Another budget whisky review in the spirit review series. This time it's the Old Smuggler, a fairly cheap blended scotch whisky with no age statement. This blend used to be a favorite during Prohibition, as one could guess from it's name. First developed by James and George Stodart in 1835, it was actually the first whisky married in sherry butts. The brand went through some acquisitions lately, it passed through the hands of Pernod Ricard in 2006 and finally ended up being owned by Gruppo Campari along with Glen Grant. It's most important markets are Argentina, Belgium, and recently it's been developing strong sales in Eastern Europe.
This whisky is produced by Glen Grant distillery in Scotland, but it's bottled later in Italy. There is no packaging of any kind, only a fairly simple bottle flirting with old style fonts and art. It's bottled at standard 40% and uses caramel as it color source (obviously).
The bottle says on the front: "Blended from only the finest Scotch whiskies in the tradition of the 18th century smugglers"
and on the back: "The rich, smooth taste of Old Smuggler was established in 1835. It is blended from finest Scotch whiskies in the tradition of the 18th century smugglers, who risked their lives and honour to share its taste with their loyal customers throughout the islands."

Time to open the bottle. The aroma from the bottle is weak and not too pleasant. I pick hints of wood and old musty aroma, alongside weird motor oil/grease smell. Yuck.

On the nose, straight: leaving the whisky settling for a while releases the aroma that is not so bad as from the bottle. The aroma is still not present much, really nothing special besides sharp alcohol smell. The old woody smell is almost gone by now and some more fruity overtones appear. It's clearly a blend of younger whiskies with no strong character and no complexity dimension.
Taste: nothing interesting, very mild, maybe some smoky hints but it's pretty much a young blend without any real character. Very one dimensional.

On the nose, water added: no aromas open up and nothing interesting happens, it just cuts what little aroma was present in the first place.
Taste, water added: some water will cut the alcohol sharp taste and allow to foucs on other flavors.

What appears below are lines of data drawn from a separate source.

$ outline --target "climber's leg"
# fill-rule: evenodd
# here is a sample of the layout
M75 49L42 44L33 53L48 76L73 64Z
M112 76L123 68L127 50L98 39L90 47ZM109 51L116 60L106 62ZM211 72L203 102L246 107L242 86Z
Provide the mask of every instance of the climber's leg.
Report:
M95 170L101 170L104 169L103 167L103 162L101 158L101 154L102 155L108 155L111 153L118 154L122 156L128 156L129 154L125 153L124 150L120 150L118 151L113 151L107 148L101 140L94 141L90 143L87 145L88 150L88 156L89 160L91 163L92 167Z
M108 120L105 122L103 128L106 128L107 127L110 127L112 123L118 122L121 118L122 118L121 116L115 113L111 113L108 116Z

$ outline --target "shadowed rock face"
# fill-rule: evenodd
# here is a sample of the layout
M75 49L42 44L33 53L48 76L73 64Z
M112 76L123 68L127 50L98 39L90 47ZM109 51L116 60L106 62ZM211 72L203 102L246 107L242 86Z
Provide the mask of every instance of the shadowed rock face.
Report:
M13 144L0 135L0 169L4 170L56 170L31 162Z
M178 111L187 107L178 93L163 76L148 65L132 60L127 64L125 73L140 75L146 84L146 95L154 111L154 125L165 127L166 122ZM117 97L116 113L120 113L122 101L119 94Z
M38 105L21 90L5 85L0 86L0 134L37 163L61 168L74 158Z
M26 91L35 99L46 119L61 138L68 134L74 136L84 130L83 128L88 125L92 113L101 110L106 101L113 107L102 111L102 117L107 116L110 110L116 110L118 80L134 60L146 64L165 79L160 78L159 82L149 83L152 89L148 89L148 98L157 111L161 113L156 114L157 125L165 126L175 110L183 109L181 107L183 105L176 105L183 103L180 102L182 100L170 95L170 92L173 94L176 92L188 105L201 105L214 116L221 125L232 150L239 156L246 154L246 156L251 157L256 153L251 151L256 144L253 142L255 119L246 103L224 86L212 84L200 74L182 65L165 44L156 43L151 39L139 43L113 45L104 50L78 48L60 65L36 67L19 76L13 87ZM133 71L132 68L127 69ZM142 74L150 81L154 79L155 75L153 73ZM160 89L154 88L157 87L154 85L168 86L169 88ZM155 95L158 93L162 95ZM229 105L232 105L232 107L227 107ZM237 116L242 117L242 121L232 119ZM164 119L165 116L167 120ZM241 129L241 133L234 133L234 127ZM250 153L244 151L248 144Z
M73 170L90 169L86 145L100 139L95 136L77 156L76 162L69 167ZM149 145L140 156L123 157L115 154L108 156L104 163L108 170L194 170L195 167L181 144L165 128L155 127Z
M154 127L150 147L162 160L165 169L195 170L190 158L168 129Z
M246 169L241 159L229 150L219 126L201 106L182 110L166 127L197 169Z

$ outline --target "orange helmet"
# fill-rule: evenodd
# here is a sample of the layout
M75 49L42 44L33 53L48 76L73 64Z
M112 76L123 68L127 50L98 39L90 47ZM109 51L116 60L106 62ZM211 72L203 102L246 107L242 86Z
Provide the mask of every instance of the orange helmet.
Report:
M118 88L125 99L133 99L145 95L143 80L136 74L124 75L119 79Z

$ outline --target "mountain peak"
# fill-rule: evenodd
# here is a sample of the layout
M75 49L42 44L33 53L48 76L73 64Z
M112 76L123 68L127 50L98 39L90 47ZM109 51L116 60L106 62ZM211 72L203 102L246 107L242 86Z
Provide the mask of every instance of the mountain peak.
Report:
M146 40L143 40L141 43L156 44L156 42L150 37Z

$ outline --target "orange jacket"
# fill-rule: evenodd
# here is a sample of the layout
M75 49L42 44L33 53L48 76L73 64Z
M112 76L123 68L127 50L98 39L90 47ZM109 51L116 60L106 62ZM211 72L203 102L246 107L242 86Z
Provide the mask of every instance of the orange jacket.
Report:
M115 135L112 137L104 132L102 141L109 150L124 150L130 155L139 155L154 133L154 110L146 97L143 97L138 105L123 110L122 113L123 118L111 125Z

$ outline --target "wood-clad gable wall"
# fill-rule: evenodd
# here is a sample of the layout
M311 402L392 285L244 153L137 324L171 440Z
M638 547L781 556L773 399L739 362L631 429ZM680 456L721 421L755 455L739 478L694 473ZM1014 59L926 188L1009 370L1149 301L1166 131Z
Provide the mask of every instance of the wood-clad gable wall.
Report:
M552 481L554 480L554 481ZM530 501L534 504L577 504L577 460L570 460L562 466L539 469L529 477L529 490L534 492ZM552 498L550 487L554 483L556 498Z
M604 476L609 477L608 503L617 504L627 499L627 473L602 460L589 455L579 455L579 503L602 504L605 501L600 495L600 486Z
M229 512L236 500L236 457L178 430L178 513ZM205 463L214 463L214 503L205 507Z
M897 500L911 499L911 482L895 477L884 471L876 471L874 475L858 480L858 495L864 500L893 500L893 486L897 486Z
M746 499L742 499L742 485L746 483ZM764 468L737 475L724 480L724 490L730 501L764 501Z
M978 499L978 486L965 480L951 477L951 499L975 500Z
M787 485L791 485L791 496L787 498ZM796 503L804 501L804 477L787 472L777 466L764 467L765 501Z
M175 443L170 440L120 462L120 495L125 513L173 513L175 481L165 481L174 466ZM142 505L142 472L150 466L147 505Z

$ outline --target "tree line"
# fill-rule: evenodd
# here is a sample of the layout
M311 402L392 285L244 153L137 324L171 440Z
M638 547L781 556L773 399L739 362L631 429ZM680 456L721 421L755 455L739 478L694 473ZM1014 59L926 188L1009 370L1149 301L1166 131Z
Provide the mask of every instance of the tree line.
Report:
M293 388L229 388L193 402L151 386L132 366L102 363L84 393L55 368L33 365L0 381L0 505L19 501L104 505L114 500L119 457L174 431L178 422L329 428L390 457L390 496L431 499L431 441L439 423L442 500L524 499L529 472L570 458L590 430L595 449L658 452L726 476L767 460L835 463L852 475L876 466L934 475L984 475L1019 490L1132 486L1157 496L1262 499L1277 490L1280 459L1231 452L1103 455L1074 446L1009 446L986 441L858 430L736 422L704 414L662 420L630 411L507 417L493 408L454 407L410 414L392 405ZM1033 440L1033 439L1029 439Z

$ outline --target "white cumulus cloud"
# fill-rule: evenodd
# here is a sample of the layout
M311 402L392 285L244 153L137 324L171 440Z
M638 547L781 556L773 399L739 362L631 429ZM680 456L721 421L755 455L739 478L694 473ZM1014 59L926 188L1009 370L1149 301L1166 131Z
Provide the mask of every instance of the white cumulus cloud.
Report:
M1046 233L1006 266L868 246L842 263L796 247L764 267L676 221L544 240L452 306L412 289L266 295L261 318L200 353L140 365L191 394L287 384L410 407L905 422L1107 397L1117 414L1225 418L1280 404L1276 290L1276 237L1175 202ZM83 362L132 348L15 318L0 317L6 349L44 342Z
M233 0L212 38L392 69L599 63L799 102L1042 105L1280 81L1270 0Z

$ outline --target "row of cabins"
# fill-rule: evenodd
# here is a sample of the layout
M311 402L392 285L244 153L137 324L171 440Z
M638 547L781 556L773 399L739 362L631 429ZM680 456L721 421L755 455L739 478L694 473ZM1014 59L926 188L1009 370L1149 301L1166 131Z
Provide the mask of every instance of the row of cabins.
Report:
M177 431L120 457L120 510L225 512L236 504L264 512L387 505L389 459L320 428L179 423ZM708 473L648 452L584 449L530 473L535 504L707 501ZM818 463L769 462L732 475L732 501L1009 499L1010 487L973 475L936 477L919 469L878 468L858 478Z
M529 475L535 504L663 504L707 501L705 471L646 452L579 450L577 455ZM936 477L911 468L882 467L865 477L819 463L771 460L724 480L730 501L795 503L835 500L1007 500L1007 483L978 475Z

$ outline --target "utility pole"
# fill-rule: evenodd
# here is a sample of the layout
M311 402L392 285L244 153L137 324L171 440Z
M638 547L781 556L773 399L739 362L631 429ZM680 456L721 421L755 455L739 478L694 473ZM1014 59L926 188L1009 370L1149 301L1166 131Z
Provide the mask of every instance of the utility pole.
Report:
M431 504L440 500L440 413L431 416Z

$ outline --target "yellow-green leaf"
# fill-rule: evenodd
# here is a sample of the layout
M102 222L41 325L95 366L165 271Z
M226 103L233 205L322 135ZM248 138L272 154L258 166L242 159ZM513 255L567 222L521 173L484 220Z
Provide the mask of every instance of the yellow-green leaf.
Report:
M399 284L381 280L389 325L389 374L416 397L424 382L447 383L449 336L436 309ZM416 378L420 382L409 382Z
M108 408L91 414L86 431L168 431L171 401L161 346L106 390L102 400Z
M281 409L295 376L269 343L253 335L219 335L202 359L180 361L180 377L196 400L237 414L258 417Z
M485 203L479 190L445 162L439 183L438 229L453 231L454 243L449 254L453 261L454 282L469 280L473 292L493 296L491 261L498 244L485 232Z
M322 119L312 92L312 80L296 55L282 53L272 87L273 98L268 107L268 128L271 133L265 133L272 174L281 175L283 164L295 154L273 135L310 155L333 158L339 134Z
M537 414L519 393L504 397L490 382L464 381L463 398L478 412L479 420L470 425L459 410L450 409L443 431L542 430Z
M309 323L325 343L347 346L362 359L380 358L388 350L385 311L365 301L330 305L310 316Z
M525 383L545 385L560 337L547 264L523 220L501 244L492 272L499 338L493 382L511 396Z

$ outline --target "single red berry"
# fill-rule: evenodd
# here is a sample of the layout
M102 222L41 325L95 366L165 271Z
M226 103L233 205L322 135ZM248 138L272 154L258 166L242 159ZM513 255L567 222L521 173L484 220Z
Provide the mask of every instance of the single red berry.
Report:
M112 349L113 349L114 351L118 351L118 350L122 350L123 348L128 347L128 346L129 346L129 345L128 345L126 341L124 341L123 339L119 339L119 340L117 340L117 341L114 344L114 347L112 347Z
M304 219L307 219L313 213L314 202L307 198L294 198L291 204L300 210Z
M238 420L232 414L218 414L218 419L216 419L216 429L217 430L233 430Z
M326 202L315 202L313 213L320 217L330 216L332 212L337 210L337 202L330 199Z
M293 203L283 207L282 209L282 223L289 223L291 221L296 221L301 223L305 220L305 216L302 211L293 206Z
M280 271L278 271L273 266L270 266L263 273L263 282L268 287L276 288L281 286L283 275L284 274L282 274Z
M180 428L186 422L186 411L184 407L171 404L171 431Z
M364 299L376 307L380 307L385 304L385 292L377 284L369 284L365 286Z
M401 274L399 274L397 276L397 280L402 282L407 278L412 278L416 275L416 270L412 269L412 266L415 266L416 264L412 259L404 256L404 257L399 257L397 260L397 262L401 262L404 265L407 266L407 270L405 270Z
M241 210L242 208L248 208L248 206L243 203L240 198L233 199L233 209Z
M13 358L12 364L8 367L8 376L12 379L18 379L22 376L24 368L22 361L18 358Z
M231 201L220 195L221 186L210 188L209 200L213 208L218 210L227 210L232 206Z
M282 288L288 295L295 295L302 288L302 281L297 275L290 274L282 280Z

There aren't many to focus on though. Some smoky and fruity hints, but really blurred and not present.

This whisky leaves a bit unpleasant smoky aftertaste. I immediately get the association of motor oil again...

Judging this whisky with criteria for premium blends and single malts wouldn't really be fair, as it's never meant to compete with them anways. It's blended for value and with mixing in mind. Old smuggler will be very happy alongside Coke, mineral water and inside other common mixes.

I give this whisky no grade. Young, budget and mixing spirits won't receive any grade in these reviews, unless they really surprise.


----------